I tried to use opencv cuda functions with stream parameter for achieving parallel execution of cpu and gpu.
I wrote the test program and executed it on PC and Tegra TX2 with the same results. Test program attached OpencvTest.cpp (2.0 KB)
This is a result of test:
**No Stream Time in msec 2**
**Stream Opencv Time in msec 7**
**Stream Complete Time in msec 7**
**Stream Opencv Time in msec 5**
**Stream Complete Time in msec 5**
**Stream Opencv Time in msec 6**
**Stream Complete Time in msec 6**
**Stream Opencv Time in msec 5**
**Stream Complete Time in msec 5**
I expected to receive “Stream Opencv Time” near to zero. Actually I saw that CPU blocked till opencv cuda functions didn’t finish they work.
Another issue - why non-stream version takes less time than stream version?
I’m not looking for async memory copy.
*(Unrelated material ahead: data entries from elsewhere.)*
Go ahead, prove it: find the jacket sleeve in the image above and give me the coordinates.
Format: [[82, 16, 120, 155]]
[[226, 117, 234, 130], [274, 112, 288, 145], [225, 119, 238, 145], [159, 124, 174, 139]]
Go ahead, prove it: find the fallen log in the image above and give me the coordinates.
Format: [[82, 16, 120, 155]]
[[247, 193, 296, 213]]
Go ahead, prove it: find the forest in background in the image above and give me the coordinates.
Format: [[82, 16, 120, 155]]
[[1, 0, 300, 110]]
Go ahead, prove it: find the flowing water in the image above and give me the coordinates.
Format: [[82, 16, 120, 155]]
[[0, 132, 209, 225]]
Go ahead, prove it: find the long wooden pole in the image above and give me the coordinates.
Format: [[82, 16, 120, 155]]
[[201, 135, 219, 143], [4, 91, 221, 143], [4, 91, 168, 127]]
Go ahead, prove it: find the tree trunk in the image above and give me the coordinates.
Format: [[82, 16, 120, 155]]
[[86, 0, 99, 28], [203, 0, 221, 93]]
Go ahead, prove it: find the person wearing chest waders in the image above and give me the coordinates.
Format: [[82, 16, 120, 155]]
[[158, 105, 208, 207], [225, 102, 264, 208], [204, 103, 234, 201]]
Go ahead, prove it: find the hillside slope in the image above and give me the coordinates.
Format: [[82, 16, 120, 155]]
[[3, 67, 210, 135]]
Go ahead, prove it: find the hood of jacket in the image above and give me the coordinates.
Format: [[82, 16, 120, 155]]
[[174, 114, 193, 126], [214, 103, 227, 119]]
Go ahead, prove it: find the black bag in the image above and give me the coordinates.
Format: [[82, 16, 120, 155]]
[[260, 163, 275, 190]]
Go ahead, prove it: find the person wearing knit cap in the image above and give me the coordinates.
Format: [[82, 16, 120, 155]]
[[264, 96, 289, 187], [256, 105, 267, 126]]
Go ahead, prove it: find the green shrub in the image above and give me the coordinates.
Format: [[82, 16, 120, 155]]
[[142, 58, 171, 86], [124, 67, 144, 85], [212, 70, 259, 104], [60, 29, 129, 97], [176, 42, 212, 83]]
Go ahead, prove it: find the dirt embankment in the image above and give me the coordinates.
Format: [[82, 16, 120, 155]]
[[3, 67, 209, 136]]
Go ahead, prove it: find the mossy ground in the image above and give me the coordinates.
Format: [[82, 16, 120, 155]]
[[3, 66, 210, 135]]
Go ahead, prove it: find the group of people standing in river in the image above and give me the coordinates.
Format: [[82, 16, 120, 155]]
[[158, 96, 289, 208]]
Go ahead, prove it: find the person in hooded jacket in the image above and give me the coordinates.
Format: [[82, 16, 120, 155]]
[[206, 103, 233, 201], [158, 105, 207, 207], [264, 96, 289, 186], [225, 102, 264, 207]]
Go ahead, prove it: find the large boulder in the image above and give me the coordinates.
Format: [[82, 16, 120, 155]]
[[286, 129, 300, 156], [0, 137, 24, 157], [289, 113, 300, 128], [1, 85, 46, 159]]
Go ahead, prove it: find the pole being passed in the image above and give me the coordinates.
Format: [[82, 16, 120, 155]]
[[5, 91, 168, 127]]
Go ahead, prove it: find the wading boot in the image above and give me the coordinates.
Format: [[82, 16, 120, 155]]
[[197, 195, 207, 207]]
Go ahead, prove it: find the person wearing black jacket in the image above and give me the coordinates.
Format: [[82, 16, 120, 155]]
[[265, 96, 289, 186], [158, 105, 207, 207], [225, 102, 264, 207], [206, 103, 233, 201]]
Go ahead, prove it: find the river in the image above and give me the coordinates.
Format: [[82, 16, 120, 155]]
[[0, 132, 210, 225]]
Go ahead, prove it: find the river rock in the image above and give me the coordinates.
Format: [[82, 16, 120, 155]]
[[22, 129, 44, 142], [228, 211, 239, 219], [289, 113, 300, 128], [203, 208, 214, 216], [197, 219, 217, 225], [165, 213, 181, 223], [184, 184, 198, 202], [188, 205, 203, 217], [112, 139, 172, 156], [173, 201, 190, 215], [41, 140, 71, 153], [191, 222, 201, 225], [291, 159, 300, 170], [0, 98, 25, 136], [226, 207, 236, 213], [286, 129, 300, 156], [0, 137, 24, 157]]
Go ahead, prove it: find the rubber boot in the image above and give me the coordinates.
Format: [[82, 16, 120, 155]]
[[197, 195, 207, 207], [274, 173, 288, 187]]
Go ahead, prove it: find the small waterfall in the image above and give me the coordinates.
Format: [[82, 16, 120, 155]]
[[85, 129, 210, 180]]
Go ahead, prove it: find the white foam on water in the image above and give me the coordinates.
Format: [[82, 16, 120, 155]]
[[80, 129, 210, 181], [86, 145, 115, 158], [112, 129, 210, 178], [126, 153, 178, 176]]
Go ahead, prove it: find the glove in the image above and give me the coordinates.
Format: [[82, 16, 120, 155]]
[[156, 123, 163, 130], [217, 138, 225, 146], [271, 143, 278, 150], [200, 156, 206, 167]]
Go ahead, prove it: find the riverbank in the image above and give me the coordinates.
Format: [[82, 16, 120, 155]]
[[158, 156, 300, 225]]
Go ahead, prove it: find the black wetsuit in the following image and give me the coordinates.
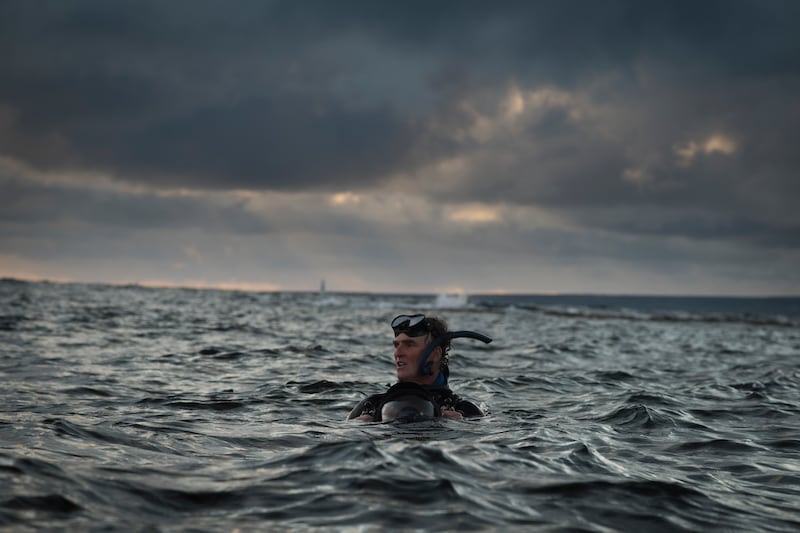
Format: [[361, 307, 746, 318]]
[[347, 384, 483, 421]]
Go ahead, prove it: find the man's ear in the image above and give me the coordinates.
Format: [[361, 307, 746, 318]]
[[431, 345, 443, 363]]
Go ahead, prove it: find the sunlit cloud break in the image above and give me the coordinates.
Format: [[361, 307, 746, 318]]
[[675, 133, 737, 166]]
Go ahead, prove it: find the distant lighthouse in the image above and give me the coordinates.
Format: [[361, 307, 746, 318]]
[[320, 279, 326, 295]]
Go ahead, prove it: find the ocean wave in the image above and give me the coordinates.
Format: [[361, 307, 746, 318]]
[[3, 281, 799, 531]]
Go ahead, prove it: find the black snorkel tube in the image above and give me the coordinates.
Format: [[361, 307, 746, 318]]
[[418, 330, 493, 379]]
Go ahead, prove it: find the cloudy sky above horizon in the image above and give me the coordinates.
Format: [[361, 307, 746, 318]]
[[2, 1, 799, 295]]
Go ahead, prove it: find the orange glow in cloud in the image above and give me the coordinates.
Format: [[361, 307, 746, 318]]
[[0, 255, 73, 283], [448, 206, 501, 223], [704, 134, 736, 155], [133, 279, 283, 292], [329, 192, 362, 206], [675, 133, 737, 166]]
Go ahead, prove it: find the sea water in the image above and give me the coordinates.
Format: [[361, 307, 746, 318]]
[[1, 280, 799, 531]]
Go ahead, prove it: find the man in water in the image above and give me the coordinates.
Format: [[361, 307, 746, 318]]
[[347, 314, 486, 422]]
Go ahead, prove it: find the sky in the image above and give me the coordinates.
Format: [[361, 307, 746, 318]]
[[1, 0, 799, 296]]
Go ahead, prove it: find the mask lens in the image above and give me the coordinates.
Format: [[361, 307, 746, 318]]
[[391, 314, 429, 336], [391, 314, 425, 329]]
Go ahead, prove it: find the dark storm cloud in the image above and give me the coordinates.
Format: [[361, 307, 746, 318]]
[[0, 176, 268, 234], [2, 1, 797, 187], [1, 0, 799, 257], [0, 0, 447, 189]]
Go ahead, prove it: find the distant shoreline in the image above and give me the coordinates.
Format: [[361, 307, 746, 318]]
[[2, 276, 799, 300]]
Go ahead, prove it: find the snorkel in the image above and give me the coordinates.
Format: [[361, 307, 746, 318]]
[[417, 330, 494, 384]]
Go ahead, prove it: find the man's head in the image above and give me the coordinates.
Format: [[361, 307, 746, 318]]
[[391, 314, 451, 385]]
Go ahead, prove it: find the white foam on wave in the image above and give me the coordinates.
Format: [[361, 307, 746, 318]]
[[434, 292, 469, 308]]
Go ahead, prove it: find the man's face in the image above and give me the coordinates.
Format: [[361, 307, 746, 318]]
[[393, 332, 439, 383]]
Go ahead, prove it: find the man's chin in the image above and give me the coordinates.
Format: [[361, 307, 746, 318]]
[[395, 369, 416, 382]]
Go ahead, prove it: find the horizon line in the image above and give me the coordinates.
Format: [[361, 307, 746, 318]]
[[2, 276, 798, 300]]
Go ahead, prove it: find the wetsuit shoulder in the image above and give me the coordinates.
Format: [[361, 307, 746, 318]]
[[453, 397, 483, 417], [425, 386, 484, 418], [346, 393, 383, 420]]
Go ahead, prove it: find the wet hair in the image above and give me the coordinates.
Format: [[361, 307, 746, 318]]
[[426, 316, 451, 379]]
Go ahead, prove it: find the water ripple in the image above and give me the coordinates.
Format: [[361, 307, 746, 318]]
[[2, 281, 799, 531]]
I’m looking for async kernel execution.
Event When I change code in the following way:
GpuSrc.upload(CpuSrc, MyStream);
unsigned long long StartTime = GetTimeMiliSec();
cuda::warpAffine(GpuSrc, GpuDest, WarpTForm, GpuSrc.size(), cv::INTER_CUBIC, 0, 0, MyStream);
unsigned long long MiddleTime = GetTimeMiliSec();
GpuDest.download(CpuDest, MyStream);
MyStream.waitForCompletion();
unsigned long long EndTime = GetTimeMiliSec();
I received approximately the same result. I expected to receive MiddleTime some microseconds after Start time and not after 5 msec.
Looks like Opencv function blocks the execution thread until completion.